President Ouattara himself was twice barred from contesting elections because of what was then described as questionable nationality. Outtara’s father hails from the neighbouring Burkina Faso.

Observers are worried that politicians are stoking divisions that divided the country into a rebel-held north and a government-run south for almost 10 years following a failed coup. The rebels, who were mostly from the north and considered non-native Ivorians.

Bedie, who backed Ouattara in the 2010 poll victory over Laurent Gbagbo, withdrew from the ruling RHDP coalition last year because he wanted the alliance to nominate a candidate from his own party, which derives most of its support from the ethnic Baoule.

Mauritania’s foreign voters

In the aftermath of a hotly contested presidential election in Mauritania, authorities last month said they had arrest at least 100 foreigners on suspicions of colluding with opposition groups to destabilise the country.

“There is a foreign hand behind these events,” Interior Minister Ahmedou Ould Abdallah told reporters. He did not give any more details or nationalities, only saying the foreign presence was “linked to certain candidates”.
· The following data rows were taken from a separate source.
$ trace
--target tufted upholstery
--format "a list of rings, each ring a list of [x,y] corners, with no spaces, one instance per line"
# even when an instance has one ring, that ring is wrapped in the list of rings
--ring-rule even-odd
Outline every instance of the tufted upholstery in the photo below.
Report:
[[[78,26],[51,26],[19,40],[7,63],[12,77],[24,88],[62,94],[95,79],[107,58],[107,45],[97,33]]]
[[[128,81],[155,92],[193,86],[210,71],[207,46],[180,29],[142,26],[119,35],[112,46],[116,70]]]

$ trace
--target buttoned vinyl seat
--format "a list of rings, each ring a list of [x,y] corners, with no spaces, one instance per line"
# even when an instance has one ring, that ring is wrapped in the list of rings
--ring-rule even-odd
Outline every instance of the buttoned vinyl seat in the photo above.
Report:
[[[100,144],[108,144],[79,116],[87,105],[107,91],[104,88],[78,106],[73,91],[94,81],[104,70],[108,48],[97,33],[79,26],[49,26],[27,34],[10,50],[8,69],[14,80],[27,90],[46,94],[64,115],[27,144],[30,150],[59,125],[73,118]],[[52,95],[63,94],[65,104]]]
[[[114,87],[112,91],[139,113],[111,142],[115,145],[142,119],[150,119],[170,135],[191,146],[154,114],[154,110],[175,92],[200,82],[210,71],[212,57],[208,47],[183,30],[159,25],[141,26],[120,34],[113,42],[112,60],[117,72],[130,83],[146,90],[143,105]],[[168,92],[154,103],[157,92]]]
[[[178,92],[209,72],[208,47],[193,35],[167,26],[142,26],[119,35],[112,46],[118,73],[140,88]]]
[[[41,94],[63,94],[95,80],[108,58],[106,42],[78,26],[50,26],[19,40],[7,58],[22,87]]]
“We have arrested a hundred foreigners whose presence cannot be explained in the context of the election in a country that is not their own,” the minister said.

The government action was seen by many as a political manoeuvre that could jeopardise relations of Mauritanians with foreigners in the country.

Kenya’s xenophobic MP

Starehe MP Charles Njagua who is popularly known as Jaguar shocked Kenya’s regional neighbours when he threatened to personally lead the beating of foreign traders that refuse to leave the country.

The message contained in a video clip that went viral online, provoked sharp reactions from Kenyans, the authorities and the countries targeted in the verbal attack.

“When you look at our market, Tanzanians and Ugandans have taken our business, enough is enough, if we will give them 24 hours and they will not leave, we will beat them and we are not scared of anyone,” Jaguar told cheering supporters in the video.

Authorities in Tanzania debated the issue in parliament, while Kenya’s ambassador was summoned by Magufuli’s government to give an official position on the matter.

Jaguar himself has since been arrested and spent the weekend in jail as authorities investigate the attack against Chinese, Ugandans and Tanzanians working in Kenya.

The court will rule on Wednesday on whether or not he will be granted a bail, even as he continues to profess his innocence.